Today this landscape is split in two by a major road - the A303 - which acts as a barrier to people enjoying, exploring and understanding the World Heritage Site.
English Heritage wants to see the monument reconnected to its ancient landscape and the negative impact of roads within the World Heritage Site reduced. Great strides to achieve this vision have been made in recent years, including the removal of the old Stonehenge visitor facilities and the A344 road from the landscape.
But there is more to be done.
Tens of thousands of vehicles thunder past Stonehenge on the A303 every day. The heavy traffic and constant noise from the road compromises our enjoyment and understanding of the monument and the road cuts the stones off from much of the surrounding ancient landscape and many prehistoric monuments.
In 2014, the Government announced that it would invest in a fully bored tunnel of at least 2.9km to remove much of the A303 road from the Stonehenge World Heritage Site. English Heritage, Historic England and the National Trust all welcomed the announcement, describing it as a 'momentous decision'.
Following a process of consultations, planning, design and public examination, funding for a two-mile tunnel was confirmed in the March 2020 Budget and agreement from the Secretary of State for Transport that the tunnel could go ahead was confirmed on 12 November 2020.
English Heritage welcomed this decision as a landmark day for Stonehenge and one which finally makes good on a decades-long aspiration to do justice to the ancient stones and the prehistoric landscape in which they stand.
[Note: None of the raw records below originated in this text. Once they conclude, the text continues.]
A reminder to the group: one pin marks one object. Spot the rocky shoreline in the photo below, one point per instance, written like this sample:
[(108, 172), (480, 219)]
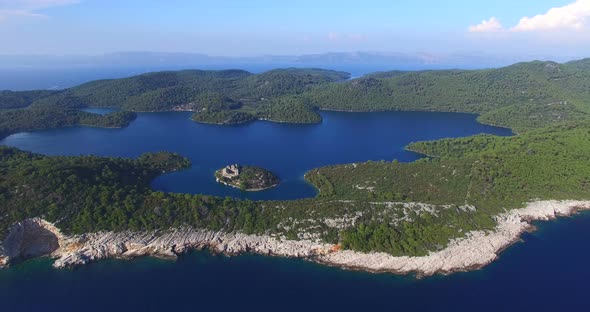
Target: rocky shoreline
[(36, 237)]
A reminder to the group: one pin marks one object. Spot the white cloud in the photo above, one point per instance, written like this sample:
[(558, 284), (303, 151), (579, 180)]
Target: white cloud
[(570, 17), (28, 8), (491, 25)]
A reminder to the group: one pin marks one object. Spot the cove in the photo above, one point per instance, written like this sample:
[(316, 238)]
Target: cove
[(548, 272), (288, 150)]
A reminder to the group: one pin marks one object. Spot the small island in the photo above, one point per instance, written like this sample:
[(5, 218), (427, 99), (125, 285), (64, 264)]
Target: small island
[(247, 178)]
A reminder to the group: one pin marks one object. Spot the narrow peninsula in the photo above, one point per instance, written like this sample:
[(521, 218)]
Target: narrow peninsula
[(247, 178)]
We will continue to work closely with heritage partners, Highways England and Wiltshire Council to ensure that the final road scheme is the best outcome for this extraordinary place.
Our hope is that removing the sight and sound of the noisy, busy road from the World Heritage Site will open up the Stonehenge landscape and enable people to better explore and enjoy it.
Our priority is to care for and conserve Stonehenge for future generations. As part of this, we would like to see the stone circle returned to its intended landscape setting so that it can be understood and appreciated in context, without the experience being ruined by traffic.